3.Enfin, la Révolution russe aurait été condamnée à la monstruosité pour être née d'un accouchement "prématuré" de l'histoire, d'une tentative d'en forcer le cours et le rythme, alors que les "conditions objectives" d'un dépassement du capitalisme n'étaient pas réunies: au lieu d'avoir la sagesse "d'autolimiter" leur projet, les dirigeants bolcheviks auraient été les agents actifs de ce contretemps.

I. Révolution ou coup d'État?

La Révolution russe n'est pas le résultat d'une conspiration mais l'explosion, dans le contexte de la guerre, des contradictions accumulées par le conservatisme autocratique du régime tsariste. La Russie, au début du siècle, est une société bloquée, un cas exemplaire de "développement inégal et combiné", un pays à la fois dominé et dépendant, alliant les traits féodaux d'une campagne où le servage est officiellement aboli depuis moins d'un demi-siècle et les traits du capitalisme industriel urbain le plus concentré.
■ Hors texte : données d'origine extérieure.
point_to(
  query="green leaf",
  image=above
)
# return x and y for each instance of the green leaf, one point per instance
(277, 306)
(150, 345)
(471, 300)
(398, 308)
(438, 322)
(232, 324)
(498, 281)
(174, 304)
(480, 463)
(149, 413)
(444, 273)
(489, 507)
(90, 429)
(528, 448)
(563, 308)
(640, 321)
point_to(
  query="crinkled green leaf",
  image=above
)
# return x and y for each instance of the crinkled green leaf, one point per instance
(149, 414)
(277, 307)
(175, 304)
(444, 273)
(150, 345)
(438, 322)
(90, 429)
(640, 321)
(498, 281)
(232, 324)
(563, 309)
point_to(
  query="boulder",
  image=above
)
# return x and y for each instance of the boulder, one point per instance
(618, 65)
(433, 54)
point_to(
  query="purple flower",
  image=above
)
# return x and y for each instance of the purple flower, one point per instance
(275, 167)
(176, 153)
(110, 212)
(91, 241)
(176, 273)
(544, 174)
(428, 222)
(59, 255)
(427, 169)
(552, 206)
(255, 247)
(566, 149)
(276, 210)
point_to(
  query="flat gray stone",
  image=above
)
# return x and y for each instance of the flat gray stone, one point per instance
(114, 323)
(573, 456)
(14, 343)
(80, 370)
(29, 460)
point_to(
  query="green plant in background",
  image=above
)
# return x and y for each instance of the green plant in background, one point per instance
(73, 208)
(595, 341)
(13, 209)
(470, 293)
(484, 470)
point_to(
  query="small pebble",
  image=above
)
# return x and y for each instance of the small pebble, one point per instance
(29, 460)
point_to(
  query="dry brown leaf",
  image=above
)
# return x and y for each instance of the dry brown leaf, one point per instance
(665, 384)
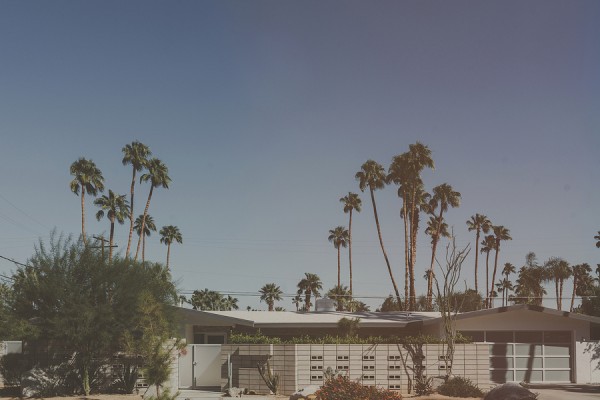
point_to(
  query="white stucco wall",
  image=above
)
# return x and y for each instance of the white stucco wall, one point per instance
(587, 362)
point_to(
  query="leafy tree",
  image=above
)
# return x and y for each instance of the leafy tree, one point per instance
(372, 176)
(339, 237)
(72, 299)
(310, 286)
(149, 227)
(270, 293)
(405, 171)
(135, 154)
(582, 281)
(158, 176)
(170, 234)
(500, 234)
(558, 270)
(117, 209)
(87, 179)
(351, 203)
(478, 223)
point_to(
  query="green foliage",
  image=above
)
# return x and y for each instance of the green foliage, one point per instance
(342, 388)
(459, 387)
(423, 385)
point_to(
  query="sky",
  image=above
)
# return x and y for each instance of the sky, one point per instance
(264, 111)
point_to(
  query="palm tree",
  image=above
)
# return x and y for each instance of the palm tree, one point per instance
(372, 176)
(158, 176)
(342, 297)
(558, 270)
(443, 197)
(116, 208)
(581, 279)
(137, 155)
(149, 227)
(310, 285)
(478, 223)
(435, 229)
(87, 178)
(487, 245)
(500, 234)
(270, 293)
(170, 234)
(339, 237)
(405, 170)
(351, 203)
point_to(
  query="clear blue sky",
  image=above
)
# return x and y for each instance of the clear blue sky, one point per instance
(264, 111)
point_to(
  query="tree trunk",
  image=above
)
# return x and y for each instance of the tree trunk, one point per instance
(383, 248)
(130, 214)
(144, 221)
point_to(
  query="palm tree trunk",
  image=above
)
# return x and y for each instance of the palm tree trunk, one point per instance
(83, 215)
(130, 214)
(168, 254)
(494, 274)
(476, 260)
(144, 221)
(350, 248)
(382, 247)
Grande puissance, elle est subordonnée technologiquement et financièrement (l'emprunt).

Le cahier de doléances présenté par le pope Gapone lors de la révolution de 1905 est un véritable registre de la misère qui règne au pays des tsars. Les tentatives de réformes sont vites bloquées par le conservatisme de l'oligarchie, l'entêtement du despote et l'inconsistance d'une bourgeoisie déjà talonnée par le mouvement ouvrier naissant. Les tâches de la révolution démocratique reviennent ainsi à une sorte de tiers-état dans lequel, à la différence de la Révolution française, le prolétariat moderne, bien que minoritaire, constitue déjà l'aile marchante dynamique. C'est en tout cela que la "sainte Russie" peut représenter "le maillon faible" de la chaîne impérialiste. L'épreuve de la guerre met le feu à cette poudrière.

Le développement du processus révolutionnaire, entre février et octobre 1917, illustre bien qu'il ne s'agit pas d'une conspiration minoritaire d'agitateurs professionnels, mais de l'assimilation accélérée d'une expérience politique à échelle de masse, d'une métamorphose des consciences, d'un déplacement constant des rapports de forces.

Dans sa magistrale Histoire de la Révolution russe, Trotsky analyse minutieusement cette radicalisation, d'élection syndicale en élection syndicale, d'élection municipale en élection municipale, chez les ouvriers, les soldats et les paysans. Alors que les bolcheviks ne représentaient que 13% des délégués au congrès des Soviets de juin, les choses changent rapidement après les journées de juillet et la tentative de putsch de Kornilov: ils représentent entre 45% et 60% en octobre.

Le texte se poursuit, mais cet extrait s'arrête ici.